First off, I'm posting for my buddy here so bare with me. I know he's looking at swapping out his rear drums in favor of the discs. What all is involved in this swap? Is there a particular type of Altima he should get the disc brake setup off of? Thanks again in advance guys.


----------



## Teh00Alty (Jan 21, 2005)

i want discs too, but i asked, ppl keep saying its not worth it


----------



## 240luvr (Oct 8, 2004)

So I guess I should take it as it's a royal pain in the ass to swap them. Anyone else want to add their opinion? Thanks


----------



## aaron629 (May 4, 2005)

240luvr said:


> So I guess I should take it as it's a royal pain in the ass to swap them. Anyone else want to add their opinion? Thanks


I'm thinking about swaping them for my 99 Altima as well. Let me talk to my suegro (father in law) and I will find out what is involved. Shit, maybe I'll get lucky and have him do it.


----------



## Teh00Alty (Jan 21, 2005)

aaron629 said:


> I'm thinking about swaping them for my 99 Altima as well. Let me talk to my suegro (father in law) and I will find out what is involved. Shit, maybe I'll get lucky and have him do it.


keep us updated


----------



## aaron629 (May 4, 2005)

Teh00Alty said:


> keep us updated


will do talking to him on Sat. good fight on too. Trinadad vs some other dude. Supposed to be a good fight.


----------



## Asleep (Jan 19, 2003)

it may be a sort of pain in the ass but dont let anyone tell you its not worth it. find a rear disk model at the salvage yard and pull the hubs, disks and knuckles. you will also need the e-brake stuff. bolting it in is fairly straight-forward. if you can figure out how to pull it - you can figure out how to bolt it back in. you may even need the master cylinder from the all disk vehicle, i cant remember. try pm'ing a good friend of mine - ULTIMATUC and ask him. hes done the swap to his alty and absolutely loves it.


----------



## Teh00Alty (Jan 21, 2005)

aaron629 said:


> will do talking to him on Sat. good fight on too. Trinadad vs some other dude. Supposed to be a good fight.

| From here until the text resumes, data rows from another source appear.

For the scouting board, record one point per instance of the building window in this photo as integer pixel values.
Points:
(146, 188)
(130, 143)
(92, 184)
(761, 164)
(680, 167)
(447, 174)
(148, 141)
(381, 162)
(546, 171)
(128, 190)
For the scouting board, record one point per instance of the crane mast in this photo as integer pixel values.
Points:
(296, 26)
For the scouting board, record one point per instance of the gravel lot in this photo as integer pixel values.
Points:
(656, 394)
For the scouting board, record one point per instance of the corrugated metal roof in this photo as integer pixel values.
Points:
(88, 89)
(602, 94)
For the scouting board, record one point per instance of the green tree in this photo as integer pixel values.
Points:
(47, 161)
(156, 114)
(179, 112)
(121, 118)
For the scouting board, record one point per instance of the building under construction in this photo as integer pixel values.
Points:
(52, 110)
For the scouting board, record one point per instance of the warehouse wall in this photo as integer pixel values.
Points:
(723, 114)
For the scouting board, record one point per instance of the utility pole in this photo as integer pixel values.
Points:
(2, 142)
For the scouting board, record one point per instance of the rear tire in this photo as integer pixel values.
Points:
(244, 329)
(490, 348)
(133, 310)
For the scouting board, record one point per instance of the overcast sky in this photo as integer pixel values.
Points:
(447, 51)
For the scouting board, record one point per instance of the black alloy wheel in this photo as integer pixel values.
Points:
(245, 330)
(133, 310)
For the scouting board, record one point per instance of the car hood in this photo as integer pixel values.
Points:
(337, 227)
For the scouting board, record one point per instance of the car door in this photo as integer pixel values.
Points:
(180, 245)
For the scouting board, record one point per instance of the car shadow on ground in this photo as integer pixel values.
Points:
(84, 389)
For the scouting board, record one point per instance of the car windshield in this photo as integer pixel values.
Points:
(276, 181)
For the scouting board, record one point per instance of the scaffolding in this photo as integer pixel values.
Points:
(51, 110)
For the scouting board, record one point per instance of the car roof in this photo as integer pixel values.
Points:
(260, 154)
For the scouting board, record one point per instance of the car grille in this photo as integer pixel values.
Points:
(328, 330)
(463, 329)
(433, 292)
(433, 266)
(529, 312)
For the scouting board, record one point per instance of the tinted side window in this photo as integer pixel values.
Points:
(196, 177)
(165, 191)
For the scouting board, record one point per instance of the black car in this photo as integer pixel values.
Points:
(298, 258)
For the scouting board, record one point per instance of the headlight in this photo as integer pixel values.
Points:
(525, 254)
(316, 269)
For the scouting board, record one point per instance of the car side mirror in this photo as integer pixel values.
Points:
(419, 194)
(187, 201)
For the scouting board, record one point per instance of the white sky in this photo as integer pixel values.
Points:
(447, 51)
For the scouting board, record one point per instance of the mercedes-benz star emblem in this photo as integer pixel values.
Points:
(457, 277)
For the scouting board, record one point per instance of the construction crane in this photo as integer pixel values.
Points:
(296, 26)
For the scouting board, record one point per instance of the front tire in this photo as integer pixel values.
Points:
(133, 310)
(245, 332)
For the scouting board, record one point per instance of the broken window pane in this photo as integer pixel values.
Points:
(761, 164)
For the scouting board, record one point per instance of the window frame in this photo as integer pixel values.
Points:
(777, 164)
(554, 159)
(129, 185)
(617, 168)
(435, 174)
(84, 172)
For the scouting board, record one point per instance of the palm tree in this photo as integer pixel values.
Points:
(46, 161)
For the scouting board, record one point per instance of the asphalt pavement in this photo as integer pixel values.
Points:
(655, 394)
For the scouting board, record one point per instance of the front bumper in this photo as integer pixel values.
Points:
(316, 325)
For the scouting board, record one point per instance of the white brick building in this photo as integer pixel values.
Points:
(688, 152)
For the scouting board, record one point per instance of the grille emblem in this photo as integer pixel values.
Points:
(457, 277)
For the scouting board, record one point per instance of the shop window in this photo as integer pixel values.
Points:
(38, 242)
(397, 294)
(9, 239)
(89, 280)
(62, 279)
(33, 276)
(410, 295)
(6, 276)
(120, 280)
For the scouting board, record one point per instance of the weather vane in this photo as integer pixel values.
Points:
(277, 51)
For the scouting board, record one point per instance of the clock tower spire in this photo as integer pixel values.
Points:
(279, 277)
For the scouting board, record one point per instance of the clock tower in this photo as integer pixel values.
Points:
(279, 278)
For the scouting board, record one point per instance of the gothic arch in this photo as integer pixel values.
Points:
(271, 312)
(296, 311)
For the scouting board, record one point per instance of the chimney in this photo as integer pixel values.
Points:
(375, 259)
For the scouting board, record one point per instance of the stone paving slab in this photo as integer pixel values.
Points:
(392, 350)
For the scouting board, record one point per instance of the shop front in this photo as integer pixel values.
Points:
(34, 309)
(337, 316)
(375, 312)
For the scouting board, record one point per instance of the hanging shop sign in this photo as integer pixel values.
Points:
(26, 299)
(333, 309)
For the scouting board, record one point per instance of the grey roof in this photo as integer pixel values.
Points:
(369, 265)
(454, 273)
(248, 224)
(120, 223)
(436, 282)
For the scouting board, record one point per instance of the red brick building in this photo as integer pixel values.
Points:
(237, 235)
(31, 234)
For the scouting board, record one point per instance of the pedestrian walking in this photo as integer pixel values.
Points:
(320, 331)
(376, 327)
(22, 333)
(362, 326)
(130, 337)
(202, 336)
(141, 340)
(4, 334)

its monday, sowhat did he say?


----------



## aaron629 (May 4, 2005)

Teh00Alty said:


> its monday, sowhat did he say?


ooops my bad. Forgot to post. He says that it is a pain in the add. First you have to change your brake cables to switch from drum to caliper. Then you have to buy a spindle that will fit for disk and not caliper. There is also some other bull crap involved. In the long run it probably is still a kick ass conversion. As for cost that he didn't know but I'm guessing if you do it yourself about 800-1100 and that's a guess.


----------



## Asleep (Jan 19, 2003)

aaron629 said:


> ooops my bad. Forgot to post. He says that it is a pain in the add. First you have to change your brake cables to switch from drum to caliper. Then you have to buy a spindle that will fit for disk and not caliper. There is also some other bull crap involved. In the long run it probably is still a kick ass conversion. As for cost that he didn't know but I'm guessing if you do it yourself about 800-1100 and that's a guess.


its not _that_ expensive. im telling you, pm ultimatuc for a price and labor rundown. he'll tell you what you need to do.


----------